While scanning the list, which wasn’t very long, the first number that jumped out at her was her own. All of the calls had been made by her sister. The calls were short, some no more than a second. Her sister had wanted to tell her something, and Gi-jeong hadn’t listened. Another number caught her eye. It was the last call made from her sister’s phone. Her sister had tried the number over and over. Gi-jeong wanted to tell that person what had happened to her sister. The person whom her sister had dialed repeatedly during her final moments but who, like Gi-jeong, had not answered.
According to the log, those calls were also short—just one, two, three seconds, eleven seconds at the longest.

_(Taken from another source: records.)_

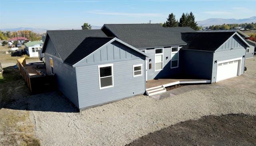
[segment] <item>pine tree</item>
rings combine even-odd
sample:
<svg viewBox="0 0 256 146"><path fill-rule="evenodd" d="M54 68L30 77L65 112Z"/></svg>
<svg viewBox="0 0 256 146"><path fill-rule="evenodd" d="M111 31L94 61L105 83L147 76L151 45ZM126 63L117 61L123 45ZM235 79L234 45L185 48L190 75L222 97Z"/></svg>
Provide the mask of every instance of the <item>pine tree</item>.
<svg viewBox="0 0 256 146"><path fill-rule="evenodd" d="M169 14L167 21L163 24L164 27L174 27L178 26L178 21L175 19L175 15L173 13Z"/></svg>
<svg viewBox="0 0 256 146"><path fill-rule="evenodd" d="M188 13L185 14L184 13L180 18L179 27L190 27L195 30L198 30L197 24L195 22L195 17L192 12L190 14Z"/></svg>
<svg viewBox="0 0 256 146"><path fill-rule="evenodd" d="M186 24L187 22L187 17L185 14L183 13L181 17L180 18L180 22L179 22L179 27L186 27L187 26Z"/></svg>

Gi-jeong could think of only one scenario in which you would end a call after one second: checking to see who is on the other end and immediately hanging up.
She tried the number using a public phone in the school cafeteria. It made her uncomfortable to reveal her own number to someone she didn’t know. She called the number several times, but no one answered.
Where was this number? Who was using it? Who was the person her sister had tried so anxiously to reach? Was it the person who’d led her sister to J City in the first place, where she had no friends or family? Who was this person who answered their phone only to slam the door on her sister’s earnest heart after just one or two seconds, eleven seconds at the most?
Chapter 5: Se-oh
It didn’t matter if you were dealing with a victim or a perpetrator, the hardest type of person to deal with was someone like Se-oh. Mutes were worse than liars. No human being can lie all the time, it’s not in their nature. The truth is bound to pop out, even right in the middle of telling a lie. Liars made you proud to be able to see through them, but mutes—they only made you boil over with anger.
Se-oh wasn’t saying a word. When Detective Kim Myeong-guk asked, We understand that your father, Yun Su-chang, has been depressed lately? Se-oh stared at him and smirked. She wasn’t answering his question. She was mocking it.
Detective Kim took a photograph from a drawer and handed it to Se-oh. When it came to showing someone evidence and getting them to believe him, he was a pro.
“Look at this.”
It was a photograph of a cross-section of a gas hose. Se-oh knew at once what it was.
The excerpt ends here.